Another progressive print operation is run by The Times editor Ray Hartley. Hartley is possibly the most innovative print editor this country has ever seen. His comments in that same article are more on the mark: He sees change coming. Journalism will thrive irrespective of medium. In fact it will thrive on multiple mediums.

Yes, newspapers will never die
And I’m not a newspaper doomsayer. In fact I believe newspapers will never die. I think they will niche and become lifestyle items — valuable off-time in an invasive, busy, noisy digital future.

In fact, saying newspapers will die is akin to us saying in the 1960s that we’ll no longer have fireplaces in our houses because we’ve invented electric heaters. Yes, electric heaters come on at the flick of a switch and are less messy — but they just don’t have the charm and feel-good feeling of a roaring fire. It’s an irrational lifestyle thing. Just because the digital medium is more efficient, it does not automatically mean people will ditch papers for it en masse.

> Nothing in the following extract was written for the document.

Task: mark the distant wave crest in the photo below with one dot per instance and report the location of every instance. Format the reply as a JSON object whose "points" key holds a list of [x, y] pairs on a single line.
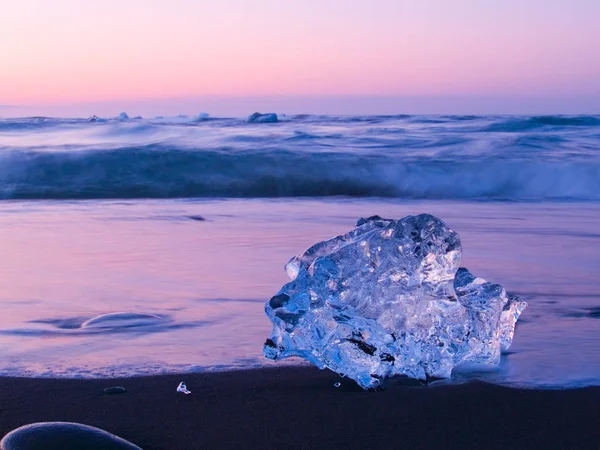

We also need to realise that newspapers will be around in emerging markets for many years to come. I’m sure Daily Sun publisher Fergus Sampson must think most “print is dead” commentators are on crack, considering that his newspaper is booming, breaking circulation records on a monthly basis. But that’s just a timing thing, because eventually this market will feel pressure too.

Newspapers are just one of many mediums, Peter. There’s nothing to be sentimental about: The future is exciting.